OCPBUGS-54766: rename OVNKubernetesNodeOVSOverflowKernel #2779

martinkennelly · 2025-08-19T10:41:25Z

because as per Adrian Moreno:

"This alarm is great and we need visibility
into these packet drops. Actually, it's already
surfacing some customer issues that would
otherwise stay undetected.
The mild problem, however, is the naming.
Technically, there are many possible reasons
for the ovs_vswitchd_dp_flows_lookup_lost metric to increase, not just an overflow in the netlink
socket (as the name of the alarm suggests).
In fact, I have written a KB article listing some
of them: https://access.redhat.com/articles/7115263. I'm opening this bug for us to consider renaming it as something more accurate (and less scary),
e.g: OVNKubernetesNodeOVSDpLostPacket."

The alert name is misleading and may indicate a bug where in reality, its just we ran out of space to
process new flows and therefore drop packets.

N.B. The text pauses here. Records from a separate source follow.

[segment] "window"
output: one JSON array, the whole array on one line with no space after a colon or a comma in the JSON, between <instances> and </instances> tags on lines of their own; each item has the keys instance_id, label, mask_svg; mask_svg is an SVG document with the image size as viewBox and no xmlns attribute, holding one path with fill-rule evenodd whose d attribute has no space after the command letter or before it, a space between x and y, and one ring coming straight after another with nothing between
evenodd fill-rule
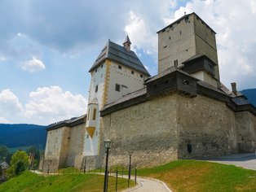
<instances>
[{"instance_id":1,"label":"window","mask_svg":"<svg viewBox=\"0 0 256 192\"><path fill-rule=\"evenodd\" d=\"M174 60L174 66L178 67L178 59Z\"/></svg>"},{"instance_id":2,"label":"window","mask_svg":"<svg viewBox=\"0 0 256 192\"><path fill-rule=\"evenodd\" d=\"M87 114L87 120L90 118L90 109L88 110L88 114Z\"/></svg>"},{"instance_id":3,"label":"window","mask_svg":"<svg viewBox=\"0 0 256 192\"><path fill-rule=\"evenodd\" d=\"M120 85L119 84L116 84L116 91L120 92Z\"/></svg>"},{"instance_id":4,"label":"window","mask_svg":"<svg viewBox=\"0 0 256 192\"><path fill-rule=\"evenodd\" d=\"M188 153L192 153L192 145L191 144L188 144L187 145L187 148L188 148Z\"/></svg>"},{"instance_id":5,"label":"window","mask_svg":"<svg viewBox=\"0 0 256 192\"><path fill-rule=\"evenodd\" d=\"M92 120L95 120L96 119L96 109L95 108L93 110L93 117L92 117Z\"/></svg>"}]
</instances>

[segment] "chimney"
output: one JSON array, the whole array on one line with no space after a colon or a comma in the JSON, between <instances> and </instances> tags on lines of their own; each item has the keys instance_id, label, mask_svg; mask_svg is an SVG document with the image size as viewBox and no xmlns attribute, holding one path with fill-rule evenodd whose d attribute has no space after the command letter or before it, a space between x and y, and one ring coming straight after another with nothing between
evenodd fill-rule
<instances>
[{"instance_id":1,"label":"chimney","mask_svg":"<svg viewBox=\"0 0 256 192\"><path fill-rule=\"evenodd\" d=\"M232 88L232 92L235 95L236 95L236 82L233 82L233 83L231 83L231 86Z\"/></svg>"},{"instance_id":2,"label":"chimney","mask_svg":"<svg viewBox=\"0 0 256 192\"><path fill-rule=\"evenodd\" d=\"M129 37L127 35L126 39L125 39L125 41L124 41L124 42L123 42L123 45L124 45L124 47L126 49L126 50L128 52L130 51L130 44L131 44L131 42L130 42L130 41L129 39Z\"/></svg>"}]
</instances>

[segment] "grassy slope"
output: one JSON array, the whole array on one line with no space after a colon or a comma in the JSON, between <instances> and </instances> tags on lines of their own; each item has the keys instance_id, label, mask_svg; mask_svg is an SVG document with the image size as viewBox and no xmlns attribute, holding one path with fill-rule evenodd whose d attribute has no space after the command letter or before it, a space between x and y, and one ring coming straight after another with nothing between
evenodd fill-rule
<instances>
[{"instance_id":1,"label":"grassy slope","mask_svg":"<svg viewBox=\"0 0 256 192\"><path fill-rule=\"evenodd\" d=\"M163 181L174 191L256 191L256 171L233 165L178 160L138 174Z\"/></svg>"},{"instance_id":2,"label":"grassy slope","mask_svg":"<svg viewBox=\"0 0 256 192\"><path fill-rule=\"evenodd\" d=\"M115 191L115 181L108 179L108 191ZM30 172L0 185L0 191L103 191L104 176L96 174L61 174L40 176ZM134 185L134 183L132 184ZM118 178L118 190L127 187L127 181Z\"/></svg>"}]
</instances>

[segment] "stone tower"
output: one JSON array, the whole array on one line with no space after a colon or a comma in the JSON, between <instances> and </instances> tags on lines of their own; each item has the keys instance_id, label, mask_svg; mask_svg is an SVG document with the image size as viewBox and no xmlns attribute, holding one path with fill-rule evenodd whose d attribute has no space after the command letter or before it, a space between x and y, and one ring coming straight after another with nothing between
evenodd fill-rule
<instances>
[{"instance_id":1,"label":"stone tower","mask_svg":"<svg viewBox=\"0 0 256 192\"><path fill-rule=\"evenodd\" d=\"M134 51L127 36L123 46L108 40L90 69L91 74L84 142L86 157L99 155L102 120L99 111L122 96L143 88L150 75ZM93 163L93 164L96 162Z\"/></svg>"},{"instance_id":2,"label":"stone tower","mask_svg":"<svg viewBox=\"0 0 256 192\"><path fill-rule=\"evenodd\" d=\"M186 61L205 55L211 63L210 67L214 68L210 78L219 81L216 33L196 14L185 15L157 33L158 73L171 66L182 67ZM194 75L207 81L209 76L205 74Z\"/></svg>"}]
</instances>

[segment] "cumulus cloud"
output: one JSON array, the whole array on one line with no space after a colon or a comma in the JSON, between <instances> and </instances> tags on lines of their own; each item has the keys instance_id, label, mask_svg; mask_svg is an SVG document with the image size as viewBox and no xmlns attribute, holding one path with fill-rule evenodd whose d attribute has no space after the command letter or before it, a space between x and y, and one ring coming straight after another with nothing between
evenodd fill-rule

because as per Adrian Moreno: "This alarm is great and we need visibility into these packet drops. Actually, it's already surfacing some customer issues that would otherwise stay undetected. The mild problem, however, is the naming. Technically, there are many possible reasons for the `ovs_vswitchd_dp_flows_lookup_lost` metric to increase, not just an overflow in the netlink socket (as the name of the alarm suggests). In fact, I have written a KB article listing some of them: https://access.redhat.com/articles/7115263. I'm opening this bug for us to consider renaming it as something more accurate (and less scary), e.g: OVNKubernetesNodeOVSDpLostPacket." The alert name is misleading and may indicate a bug where in reality, its just we ran out of space to process new flows and therefore drop packets. Signed-off-by: Martin Kennelly <[email protected]>

openshift-ci-robot · 2025-08-19T10:41:32Z

@martinkennelly: This pull request references Jira Issue OCPBUGS-54766, which is invalid:

expected the bug to target the "4.20.0" version, but no target version was set

Comment /jira refresh to re-evaluate validity if changes to the Jira bug are made, or edit the title of this pull request to link to a different bug.

The bug has been updated to refer to the pull request using the external bug tracker.

In response to this:

because as per Adrian Moreno:

"This alarm is great and we need visibility
into these packet drops. Actually, it's already
surfacing some customer issues that would
otherwise stay undetected.
The mild problem, however, is the naming.
Technically, there are many possible reasons
for the ovs_vswitchd_dp_flows_lookup_lost metric to increase, not just an overflow in the netlink
socket (as the name of the alarm suggests).
In fact, I have written a KB article listing some
of them: https://access.redhat.com/articles/7115263. I'm opening this bug for us to consider renaming it as something more accurate (and less scary),
e.g: OVNKubernetesNodeOVSDpLostPacket."

The alert name is misleading and may indicate a bug where in reality, its just we ran out of space to
process new flows and therefore drop packets.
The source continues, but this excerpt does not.